In August, Lucas was hired to fill an opening in a program with the state involving interlock ignitions. He is a Law Enforcement Liaison, through the Kentucky Association of Chiefs of Police, working with the Ignition Interlock Program. These devices have been around for a while, but the program to have them installed on cars belonging to people who have had DUI offenses is basically still in its infancy.

“I am very excited to be part of this program because it has tremendous potential to grow all across the state,” he said. “I am a big believer in locking ignitions. When I or my officers would stop people sometimes we would find that they were not supposed to be driving because of DUI offenses, but they were just taking a child to school, or to soccer practice or something involving the family that they have to do. With these devices, people who have had a DUI can continue to live their lives, and the ignition will lock if they blow into it and it registers too high on the alcohol level.”

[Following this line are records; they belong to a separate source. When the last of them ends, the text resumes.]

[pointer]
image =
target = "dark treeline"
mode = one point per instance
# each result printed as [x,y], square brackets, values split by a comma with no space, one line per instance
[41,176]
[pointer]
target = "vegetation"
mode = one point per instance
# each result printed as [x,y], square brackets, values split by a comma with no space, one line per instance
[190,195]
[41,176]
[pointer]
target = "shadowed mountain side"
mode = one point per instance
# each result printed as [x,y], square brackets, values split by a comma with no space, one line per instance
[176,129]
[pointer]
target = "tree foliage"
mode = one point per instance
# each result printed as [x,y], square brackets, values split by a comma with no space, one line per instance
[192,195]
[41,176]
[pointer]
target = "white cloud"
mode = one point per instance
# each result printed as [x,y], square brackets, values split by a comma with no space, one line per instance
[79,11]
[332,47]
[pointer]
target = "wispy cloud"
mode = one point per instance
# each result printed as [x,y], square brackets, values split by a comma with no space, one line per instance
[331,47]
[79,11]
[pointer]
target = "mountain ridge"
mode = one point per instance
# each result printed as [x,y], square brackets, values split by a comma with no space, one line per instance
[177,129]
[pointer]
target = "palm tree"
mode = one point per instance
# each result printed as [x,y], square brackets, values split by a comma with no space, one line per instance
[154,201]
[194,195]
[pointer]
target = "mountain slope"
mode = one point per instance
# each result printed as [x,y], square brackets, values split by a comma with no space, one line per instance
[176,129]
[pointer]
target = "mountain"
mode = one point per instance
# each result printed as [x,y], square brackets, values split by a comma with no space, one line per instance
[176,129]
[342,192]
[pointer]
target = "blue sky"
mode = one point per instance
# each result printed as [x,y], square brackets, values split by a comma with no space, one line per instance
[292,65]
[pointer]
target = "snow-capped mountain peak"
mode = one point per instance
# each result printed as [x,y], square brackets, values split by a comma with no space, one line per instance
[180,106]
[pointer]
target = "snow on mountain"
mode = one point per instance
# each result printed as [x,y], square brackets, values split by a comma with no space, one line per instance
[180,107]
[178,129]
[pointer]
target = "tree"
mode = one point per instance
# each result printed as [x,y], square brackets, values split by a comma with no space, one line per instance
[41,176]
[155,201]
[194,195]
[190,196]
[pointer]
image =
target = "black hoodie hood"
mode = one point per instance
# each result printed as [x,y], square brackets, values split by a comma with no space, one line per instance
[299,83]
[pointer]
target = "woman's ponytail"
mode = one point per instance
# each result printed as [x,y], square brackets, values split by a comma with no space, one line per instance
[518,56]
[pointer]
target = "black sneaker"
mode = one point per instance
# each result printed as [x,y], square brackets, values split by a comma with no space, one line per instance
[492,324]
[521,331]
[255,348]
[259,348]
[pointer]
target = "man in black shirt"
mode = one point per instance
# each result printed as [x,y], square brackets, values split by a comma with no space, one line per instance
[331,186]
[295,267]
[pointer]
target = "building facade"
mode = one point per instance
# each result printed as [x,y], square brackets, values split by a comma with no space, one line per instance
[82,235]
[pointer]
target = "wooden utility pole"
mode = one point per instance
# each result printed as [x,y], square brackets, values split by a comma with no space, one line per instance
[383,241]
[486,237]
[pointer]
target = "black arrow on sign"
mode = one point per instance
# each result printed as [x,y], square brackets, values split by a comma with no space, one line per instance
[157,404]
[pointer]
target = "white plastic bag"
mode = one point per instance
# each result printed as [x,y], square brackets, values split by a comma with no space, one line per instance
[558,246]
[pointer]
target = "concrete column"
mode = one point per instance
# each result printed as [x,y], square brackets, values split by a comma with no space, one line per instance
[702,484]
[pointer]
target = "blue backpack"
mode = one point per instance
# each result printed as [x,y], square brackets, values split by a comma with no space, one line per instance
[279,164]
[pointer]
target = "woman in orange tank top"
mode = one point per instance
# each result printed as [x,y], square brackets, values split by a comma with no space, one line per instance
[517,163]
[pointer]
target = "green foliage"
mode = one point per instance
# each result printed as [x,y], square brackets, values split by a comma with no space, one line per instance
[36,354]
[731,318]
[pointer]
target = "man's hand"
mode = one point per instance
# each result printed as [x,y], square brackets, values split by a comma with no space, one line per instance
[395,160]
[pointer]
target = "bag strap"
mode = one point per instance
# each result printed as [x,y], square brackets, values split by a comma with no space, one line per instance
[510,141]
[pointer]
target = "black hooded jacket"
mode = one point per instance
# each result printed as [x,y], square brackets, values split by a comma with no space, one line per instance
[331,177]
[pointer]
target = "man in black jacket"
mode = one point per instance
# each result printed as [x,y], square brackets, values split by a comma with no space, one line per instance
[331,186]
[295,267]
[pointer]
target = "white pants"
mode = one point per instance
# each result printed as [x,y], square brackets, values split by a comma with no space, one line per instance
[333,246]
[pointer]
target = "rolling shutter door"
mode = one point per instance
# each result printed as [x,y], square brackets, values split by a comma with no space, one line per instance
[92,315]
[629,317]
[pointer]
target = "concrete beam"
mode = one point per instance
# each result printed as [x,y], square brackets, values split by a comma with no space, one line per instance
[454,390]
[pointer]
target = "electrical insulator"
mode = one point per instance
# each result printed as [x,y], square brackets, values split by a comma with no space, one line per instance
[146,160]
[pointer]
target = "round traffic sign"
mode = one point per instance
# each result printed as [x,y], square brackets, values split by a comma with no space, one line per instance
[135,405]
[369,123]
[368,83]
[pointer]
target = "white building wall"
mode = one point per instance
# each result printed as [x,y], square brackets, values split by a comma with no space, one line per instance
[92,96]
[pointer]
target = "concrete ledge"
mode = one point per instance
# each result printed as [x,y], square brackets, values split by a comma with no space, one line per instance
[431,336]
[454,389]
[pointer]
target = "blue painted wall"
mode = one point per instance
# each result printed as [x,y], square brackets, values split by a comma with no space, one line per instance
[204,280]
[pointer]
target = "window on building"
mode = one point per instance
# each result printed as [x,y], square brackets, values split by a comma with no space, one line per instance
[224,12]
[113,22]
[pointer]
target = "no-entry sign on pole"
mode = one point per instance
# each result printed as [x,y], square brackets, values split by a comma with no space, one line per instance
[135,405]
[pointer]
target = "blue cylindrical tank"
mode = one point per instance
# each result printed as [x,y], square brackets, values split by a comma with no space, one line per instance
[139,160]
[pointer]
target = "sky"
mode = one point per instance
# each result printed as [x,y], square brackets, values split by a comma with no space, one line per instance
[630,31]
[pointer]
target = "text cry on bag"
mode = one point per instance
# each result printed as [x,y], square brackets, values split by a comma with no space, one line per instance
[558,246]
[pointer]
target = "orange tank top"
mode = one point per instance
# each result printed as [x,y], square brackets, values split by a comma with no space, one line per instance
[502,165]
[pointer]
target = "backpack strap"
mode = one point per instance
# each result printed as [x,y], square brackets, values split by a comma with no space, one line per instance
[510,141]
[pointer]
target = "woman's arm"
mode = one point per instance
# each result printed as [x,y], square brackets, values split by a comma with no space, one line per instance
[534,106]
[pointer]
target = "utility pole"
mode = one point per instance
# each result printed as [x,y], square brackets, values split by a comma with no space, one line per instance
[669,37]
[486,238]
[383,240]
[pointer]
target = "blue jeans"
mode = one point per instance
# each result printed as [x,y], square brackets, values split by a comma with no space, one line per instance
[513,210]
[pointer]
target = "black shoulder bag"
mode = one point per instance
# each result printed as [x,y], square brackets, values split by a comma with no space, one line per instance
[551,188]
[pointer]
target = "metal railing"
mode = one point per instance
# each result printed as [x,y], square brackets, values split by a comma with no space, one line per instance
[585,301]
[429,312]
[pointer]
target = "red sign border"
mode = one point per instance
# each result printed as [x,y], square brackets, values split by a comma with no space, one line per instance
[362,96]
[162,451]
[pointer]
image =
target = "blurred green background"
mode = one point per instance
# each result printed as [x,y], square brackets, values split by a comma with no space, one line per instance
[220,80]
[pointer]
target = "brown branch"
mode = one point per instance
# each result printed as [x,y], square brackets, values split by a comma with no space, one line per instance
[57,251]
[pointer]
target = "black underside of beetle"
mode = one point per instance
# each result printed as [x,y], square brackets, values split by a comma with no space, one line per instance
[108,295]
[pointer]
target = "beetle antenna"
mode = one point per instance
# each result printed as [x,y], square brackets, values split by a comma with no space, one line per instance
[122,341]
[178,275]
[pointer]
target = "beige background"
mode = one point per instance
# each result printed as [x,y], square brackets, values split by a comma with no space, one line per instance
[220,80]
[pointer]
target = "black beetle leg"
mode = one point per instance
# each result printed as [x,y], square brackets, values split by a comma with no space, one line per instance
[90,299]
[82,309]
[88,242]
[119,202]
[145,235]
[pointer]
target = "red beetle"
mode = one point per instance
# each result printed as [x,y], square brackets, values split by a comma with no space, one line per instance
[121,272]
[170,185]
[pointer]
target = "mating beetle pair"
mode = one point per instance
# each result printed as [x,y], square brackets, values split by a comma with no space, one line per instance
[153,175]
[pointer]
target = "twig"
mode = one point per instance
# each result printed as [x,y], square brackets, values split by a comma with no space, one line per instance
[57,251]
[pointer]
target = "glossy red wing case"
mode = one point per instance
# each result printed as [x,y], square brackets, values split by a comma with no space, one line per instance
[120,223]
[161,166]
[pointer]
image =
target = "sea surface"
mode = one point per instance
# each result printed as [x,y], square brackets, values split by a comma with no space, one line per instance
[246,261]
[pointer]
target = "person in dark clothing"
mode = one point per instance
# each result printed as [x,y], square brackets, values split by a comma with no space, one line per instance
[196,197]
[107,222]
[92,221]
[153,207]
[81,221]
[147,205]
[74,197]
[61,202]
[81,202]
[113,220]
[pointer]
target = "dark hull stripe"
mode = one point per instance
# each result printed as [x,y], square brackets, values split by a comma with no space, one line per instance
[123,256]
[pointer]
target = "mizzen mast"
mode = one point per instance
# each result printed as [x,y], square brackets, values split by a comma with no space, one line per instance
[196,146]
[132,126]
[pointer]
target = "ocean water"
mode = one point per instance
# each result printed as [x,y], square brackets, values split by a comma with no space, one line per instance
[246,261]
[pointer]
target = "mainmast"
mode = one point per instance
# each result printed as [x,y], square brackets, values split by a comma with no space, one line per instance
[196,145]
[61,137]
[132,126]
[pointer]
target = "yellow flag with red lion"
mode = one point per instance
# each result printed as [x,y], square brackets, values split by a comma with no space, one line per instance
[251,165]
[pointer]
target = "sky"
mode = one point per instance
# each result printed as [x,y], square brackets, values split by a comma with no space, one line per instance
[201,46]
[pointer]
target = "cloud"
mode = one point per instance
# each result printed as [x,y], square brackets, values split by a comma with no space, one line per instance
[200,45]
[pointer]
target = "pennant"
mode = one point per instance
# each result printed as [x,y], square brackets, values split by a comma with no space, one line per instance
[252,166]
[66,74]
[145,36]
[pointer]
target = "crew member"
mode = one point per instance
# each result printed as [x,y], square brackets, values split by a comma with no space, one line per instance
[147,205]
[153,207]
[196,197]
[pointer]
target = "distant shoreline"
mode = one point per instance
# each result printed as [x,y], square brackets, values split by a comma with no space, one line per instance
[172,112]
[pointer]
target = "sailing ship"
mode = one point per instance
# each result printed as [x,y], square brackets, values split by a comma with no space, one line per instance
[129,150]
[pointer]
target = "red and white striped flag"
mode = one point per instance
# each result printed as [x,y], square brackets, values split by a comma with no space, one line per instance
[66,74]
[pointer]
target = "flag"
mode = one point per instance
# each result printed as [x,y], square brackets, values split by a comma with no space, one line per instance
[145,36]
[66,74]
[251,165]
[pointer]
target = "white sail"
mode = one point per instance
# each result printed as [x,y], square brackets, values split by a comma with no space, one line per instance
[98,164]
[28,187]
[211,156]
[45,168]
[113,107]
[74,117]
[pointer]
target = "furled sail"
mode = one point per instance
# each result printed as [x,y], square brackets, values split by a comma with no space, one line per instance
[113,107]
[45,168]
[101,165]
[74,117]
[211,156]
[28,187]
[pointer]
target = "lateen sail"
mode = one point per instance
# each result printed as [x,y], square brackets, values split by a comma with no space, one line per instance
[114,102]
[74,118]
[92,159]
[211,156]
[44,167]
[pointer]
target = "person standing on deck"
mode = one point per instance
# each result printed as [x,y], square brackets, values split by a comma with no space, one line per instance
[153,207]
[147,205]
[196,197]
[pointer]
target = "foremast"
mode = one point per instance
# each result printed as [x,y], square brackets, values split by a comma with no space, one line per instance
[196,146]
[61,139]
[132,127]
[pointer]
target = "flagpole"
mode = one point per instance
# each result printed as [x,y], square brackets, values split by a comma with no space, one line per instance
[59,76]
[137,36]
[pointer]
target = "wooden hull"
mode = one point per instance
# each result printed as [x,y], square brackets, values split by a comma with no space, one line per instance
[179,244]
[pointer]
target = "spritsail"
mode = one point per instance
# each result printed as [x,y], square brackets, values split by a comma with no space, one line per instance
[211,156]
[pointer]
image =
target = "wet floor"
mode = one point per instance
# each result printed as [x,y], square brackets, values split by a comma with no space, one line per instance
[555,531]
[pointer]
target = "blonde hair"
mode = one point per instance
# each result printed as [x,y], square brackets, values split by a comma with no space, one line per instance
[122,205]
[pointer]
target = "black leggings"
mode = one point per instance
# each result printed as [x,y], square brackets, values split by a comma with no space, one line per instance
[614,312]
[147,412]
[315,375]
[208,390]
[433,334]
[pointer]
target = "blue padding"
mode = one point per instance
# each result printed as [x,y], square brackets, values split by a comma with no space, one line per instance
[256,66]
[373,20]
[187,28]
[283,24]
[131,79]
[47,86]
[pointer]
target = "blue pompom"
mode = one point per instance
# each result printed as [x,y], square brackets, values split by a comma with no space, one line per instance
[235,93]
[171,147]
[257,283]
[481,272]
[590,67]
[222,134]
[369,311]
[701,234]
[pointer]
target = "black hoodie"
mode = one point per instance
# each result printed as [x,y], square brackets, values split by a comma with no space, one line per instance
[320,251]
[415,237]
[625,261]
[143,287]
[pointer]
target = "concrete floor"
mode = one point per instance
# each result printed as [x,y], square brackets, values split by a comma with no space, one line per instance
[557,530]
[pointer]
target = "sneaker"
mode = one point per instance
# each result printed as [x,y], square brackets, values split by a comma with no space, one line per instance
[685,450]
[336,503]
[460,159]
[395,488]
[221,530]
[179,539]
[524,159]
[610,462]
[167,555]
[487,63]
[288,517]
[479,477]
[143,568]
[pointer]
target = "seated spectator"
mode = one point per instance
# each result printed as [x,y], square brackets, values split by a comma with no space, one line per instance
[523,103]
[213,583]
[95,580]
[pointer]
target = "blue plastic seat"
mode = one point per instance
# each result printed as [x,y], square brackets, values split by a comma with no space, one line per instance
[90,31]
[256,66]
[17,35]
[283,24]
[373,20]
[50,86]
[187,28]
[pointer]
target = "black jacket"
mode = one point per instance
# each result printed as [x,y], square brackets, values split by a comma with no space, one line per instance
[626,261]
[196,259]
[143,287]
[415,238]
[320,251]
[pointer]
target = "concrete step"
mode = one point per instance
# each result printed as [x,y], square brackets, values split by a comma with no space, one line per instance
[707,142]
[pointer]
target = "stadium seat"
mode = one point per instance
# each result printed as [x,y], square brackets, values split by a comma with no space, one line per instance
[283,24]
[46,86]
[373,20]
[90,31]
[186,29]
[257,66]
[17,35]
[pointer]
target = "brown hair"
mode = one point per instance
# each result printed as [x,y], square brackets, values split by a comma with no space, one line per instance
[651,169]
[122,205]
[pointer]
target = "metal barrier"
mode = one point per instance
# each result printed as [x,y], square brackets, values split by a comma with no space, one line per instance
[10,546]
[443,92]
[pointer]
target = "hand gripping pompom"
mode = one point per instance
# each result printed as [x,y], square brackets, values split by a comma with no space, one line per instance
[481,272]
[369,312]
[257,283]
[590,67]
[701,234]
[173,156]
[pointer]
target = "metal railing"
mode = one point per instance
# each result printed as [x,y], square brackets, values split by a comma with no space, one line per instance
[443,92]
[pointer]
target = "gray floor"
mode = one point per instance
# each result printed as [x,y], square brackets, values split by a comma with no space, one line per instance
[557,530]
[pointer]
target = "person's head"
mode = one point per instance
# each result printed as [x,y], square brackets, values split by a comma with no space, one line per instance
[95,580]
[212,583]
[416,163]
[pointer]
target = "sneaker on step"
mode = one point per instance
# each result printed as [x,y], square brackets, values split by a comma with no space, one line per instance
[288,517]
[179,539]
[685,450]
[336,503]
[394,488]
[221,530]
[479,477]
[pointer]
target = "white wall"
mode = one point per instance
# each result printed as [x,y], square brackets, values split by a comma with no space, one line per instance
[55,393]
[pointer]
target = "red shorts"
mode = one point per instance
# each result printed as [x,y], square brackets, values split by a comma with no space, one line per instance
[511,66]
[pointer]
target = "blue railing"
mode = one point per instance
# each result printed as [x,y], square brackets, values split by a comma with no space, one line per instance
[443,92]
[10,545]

The systems have undergone security improvements and have to be installed by certain companies that can only charge $135 for the installation. Part of Lucas’ job is to be sure the 110 active locations in the state that install these devices are following the regulations, and are not overcharging for the installation. Only 6 manufacturers are approved to make the devices.

“Sometimes it takes an hour, sometimes three hours, especially for different makes of cars,” he said. “They can install them on electric cars, and even on motorcycles.”

Lucas spoke about a father who installed one on his son’s car when he went to college, so that if his son drank too much, he would not be able to drive his car.

“What we need is a change in legislation so that it becomes mandatory that if you get a DUI, you have to have this installed on your car,” said Lucas. “We’re trying to copy Tennessee. Tennessee has the best program going in the country.”

He said the project has to be teamwork, it is necessary to have partnership with the driver’s license office and with the vendors, and also with Highway Safety. Lucas is working with Kyle Stork, Coordinator of the Highway Safety Department.

The state passed Senate Bill 85 in 2020 which made significant changes to the DUI and Ignition Interlock laws. Now, the Transportation Cabinet delivers a fixed suspension time which is based on the offense. Once the offender has served a portion of the suspension time, he can apply to have an ignition interlock installed on his vehicle.

After 2020 all drunk driver offenders are able to apply for the Kentucky Ignition Interlock program. Offenders do have to complete a 90 to 120 consecutive day period of sober driving during their incentive program in order to have their suspension time shortened.

Offenders pay the $135 to have the device installed, and there are six companies that are certified to install the devices.

More information is available on the state’s website.

Meantime, Lucas is busy training, inspecting, driving and making acquaintances and friends.

His two sons, Drew and Chad are grown, and he now has three grandchildren to keep him busy at home. His wife, Lori, is supportive of his new career and sometimes she can go with him on trips.

“It is challenging,” he admitted. “I put 2000 to 3000 miles on the car every month. The friendships I’ve made — I must have 500 business cards since I started. I really miss the people and the Independence community, but now I have a much bigger community. I like the challenge and I like that I am helping to move a worthwhile program forward.”